Also available in Course Files > Handouts:

https://bcourses.berkeley.edu/courses/1477033/files/folder/Handouts

What aims should omnipotent artificial intelligence have?  An introduction to moral philosophy

Syllabus:

Jan. 22

The aim of this course is to apply moral philosophy to the ethical problems raised by collecting, inferring from, and acting on data, especially when these activities are automated and at a large scale. By “applying moral philosophy,” we mean not only applying the doctrines that particular moral philosophers have espoused, but also, and more importantly, applying the methods of moral philosophy.

Perhaps the principal (and arguably the only) method starts with our clearer and more confident moral judgments about real or hypothetical particular cases: e.g., that a particular criminal sentence was unjust. It then works to formulate more basic and general values or principles that would justify those particular judgments and that, once articulated, strike us as genuinely important. If we’re lucky, the more basic and general values that we formulate then help us to arrive at settled judgments on less certain particular cases. But more often we find conflicts. Perhaps we can formulate values or principles that make sense of some of our particular judgments, but not others. Or perhaps the formulations, while capturing our particular judgments, don’t seem, on reflection, to be tracking anything important.

When it comes to real-world, or soon-to-be real-world, practices of data analysis, moral judgments about particular cases are left, right, and center. You don’t even need visit a site that specializes in tech, such as Wired. The New York Times or Wall Street Journal will do. Before long you’ll find some editorial or investigative piece decrying, explicitly or implicitly, the problematic—unjust, undemocratic, illiberal—character of this or that use of data analytics.

If such writing sounds the alarm, our task will be to evaluate whether, if at all, we should be alarmed, why, if at all, we should be alarmed, and which alternatives, if any, to the practices in question would be improvements.

To acquaint yourself with this sort of commentary and reportage, you’ll start by reading Cathy O’Neil’s Weapons of Math Destruction.

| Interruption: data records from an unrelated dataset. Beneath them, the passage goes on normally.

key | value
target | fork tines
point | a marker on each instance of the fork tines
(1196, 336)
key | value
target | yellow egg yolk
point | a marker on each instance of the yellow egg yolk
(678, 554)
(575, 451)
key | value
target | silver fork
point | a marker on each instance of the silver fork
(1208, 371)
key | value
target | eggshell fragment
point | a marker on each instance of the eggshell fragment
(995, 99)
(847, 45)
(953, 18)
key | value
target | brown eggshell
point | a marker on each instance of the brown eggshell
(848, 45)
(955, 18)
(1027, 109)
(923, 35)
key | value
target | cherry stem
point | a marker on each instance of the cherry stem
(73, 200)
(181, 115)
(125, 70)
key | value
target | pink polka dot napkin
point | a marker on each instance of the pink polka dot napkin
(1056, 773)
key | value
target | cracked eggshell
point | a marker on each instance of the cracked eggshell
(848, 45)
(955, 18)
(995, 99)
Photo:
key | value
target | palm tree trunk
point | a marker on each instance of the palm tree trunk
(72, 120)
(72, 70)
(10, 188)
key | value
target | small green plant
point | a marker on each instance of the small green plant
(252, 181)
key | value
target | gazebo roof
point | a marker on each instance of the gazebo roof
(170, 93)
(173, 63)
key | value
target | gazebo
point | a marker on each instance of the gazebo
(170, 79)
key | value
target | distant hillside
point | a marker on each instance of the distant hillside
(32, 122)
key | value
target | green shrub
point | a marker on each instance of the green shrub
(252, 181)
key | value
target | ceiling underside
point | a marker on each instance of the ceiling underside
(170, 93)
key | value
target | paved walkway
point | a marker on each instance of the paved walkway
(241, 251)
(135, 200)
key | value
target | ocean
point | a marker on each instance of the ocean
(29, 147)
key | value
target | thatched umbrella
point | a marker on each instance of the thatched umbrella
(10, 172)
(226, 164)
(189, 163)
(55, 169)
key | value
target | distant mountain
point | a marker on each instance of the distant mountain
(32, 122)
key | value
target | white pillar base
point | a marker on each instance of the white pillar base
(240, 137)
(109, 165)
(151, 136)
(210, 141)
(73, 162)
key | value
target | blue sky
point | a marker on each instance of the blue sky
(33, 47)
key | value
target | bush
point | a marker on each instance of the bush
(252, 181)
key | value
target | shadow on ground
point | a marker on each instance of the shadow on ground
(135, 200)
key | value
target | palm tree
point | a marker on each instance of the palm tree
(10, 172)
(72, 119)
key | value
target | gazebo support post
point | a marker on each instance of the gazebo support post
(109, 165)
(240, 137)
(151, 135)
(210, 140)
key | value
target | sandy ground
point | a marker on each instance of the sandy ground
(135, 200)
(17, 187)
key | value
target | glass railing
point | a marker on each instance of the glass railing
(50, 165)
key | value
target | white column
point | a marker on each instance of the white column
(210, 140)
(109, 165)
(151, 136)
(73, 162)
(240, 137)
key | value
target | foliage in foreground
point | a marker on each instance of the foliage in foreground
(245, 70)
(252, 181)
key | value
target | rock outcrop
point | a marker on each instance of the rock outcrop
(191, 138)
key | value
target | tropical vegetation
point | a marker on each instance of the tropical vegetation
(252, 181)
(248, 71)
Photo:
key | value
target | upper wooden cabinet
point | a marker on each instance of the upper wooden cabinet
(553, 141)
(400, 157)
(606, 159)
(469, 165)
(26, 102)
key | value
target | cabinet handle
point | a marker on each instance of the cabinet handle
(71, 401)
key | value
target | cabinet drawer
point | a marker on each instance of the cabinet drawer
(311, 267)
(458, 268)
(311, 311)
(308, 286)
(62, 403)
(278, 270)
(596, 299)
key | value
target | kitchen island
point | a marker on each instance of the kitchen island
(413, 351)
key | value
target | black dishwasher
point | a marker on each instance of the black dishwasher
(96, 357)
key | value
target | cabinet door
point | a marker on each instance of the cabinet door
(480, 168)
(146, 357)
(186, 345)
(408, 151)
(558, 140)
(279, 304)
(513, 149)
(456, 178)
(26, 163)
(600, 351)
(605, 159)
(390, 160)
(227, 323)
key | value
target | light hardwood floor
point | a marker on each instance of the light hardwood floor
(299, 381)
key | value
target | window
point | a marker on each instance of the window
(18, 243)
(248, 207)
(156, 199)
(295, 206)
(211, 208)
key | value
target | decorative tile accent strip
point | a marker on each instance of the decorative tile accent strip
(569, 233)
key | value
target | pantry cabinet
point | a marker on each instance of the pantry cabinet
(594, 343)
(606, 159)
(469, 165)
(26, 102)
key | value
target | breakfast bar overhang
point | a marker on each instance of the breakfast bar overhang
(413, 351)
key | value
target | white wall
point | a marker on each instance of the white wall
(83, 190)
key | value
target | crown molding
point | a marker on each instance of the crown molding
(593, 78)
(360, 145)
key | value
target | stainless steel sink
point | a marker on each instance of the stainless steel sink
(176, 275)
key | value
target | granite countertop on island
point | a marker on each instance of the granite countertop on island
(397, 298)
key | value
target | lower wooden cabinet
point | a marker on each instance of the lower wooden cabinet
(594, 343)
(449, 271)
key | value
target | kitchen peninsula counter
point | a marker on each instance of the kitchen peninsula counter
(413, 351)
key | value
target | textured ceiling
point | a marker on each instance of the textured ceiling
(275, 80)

While we won’t discuss her book much in lecture, you will be asked to write a short paper that engages with it.

During this initial part of the course, our main aim in lecture will be instead to explore “utilitarianism.” This is both to get a feel for the methods of moral philosophy and to acquaint ourselves with perhaps the most influential moral philosophy of the past few centuries. Utilitarianism says, very simply, that the right thing to do in any situation is whatever would maximize pleasure and minimize pain.

To make things vivid, some think it’s likely that by the end of the century, there will be artificial intelligence with the power to determine the future of humanity. We may get only one chance to influence what it aims to do. Should we try to get it to aim to maximize pleasure? Or, on a smaller scale, do we want our self-driving car or Alexa to maximize pleasure?

Jan. 24

Utilitarianism has three main components: hedonism, aggregation, and consequentialism. Hedonism says that your life goes better for you just insofar as it has more pleasure and less pain. Is that right? Or does it matter whether you get what you want? Or whether you have meaningful relationships and worthwhile achievements? Or whether you direct your life according to your own free and informed choices?

Jan. 29

Aggregation says that one outcome is better than another just when the sum total of what’s good for people (e.g., pleasure) is greater. Why then should we punish anyone for crimes? Why should we punish only people who have committed crimes? And why not persecute a minority, if this will give pleasure to a much larger majority?

Jan. 31

Feb. 5: First and second papers assigned

The last component of utilitarianism, consequentialism, says that the right action produces the best outcome. But can the right action sometimes have a worse outcome? It’s certainly a better outcome if only one innocent person dies rather than five innocent people. But are we allowed to kill one innocent person even to save the lives of five other innocent people? 

Feb. 7

When is a use of data biased?  When is it fair?  Why does it matter?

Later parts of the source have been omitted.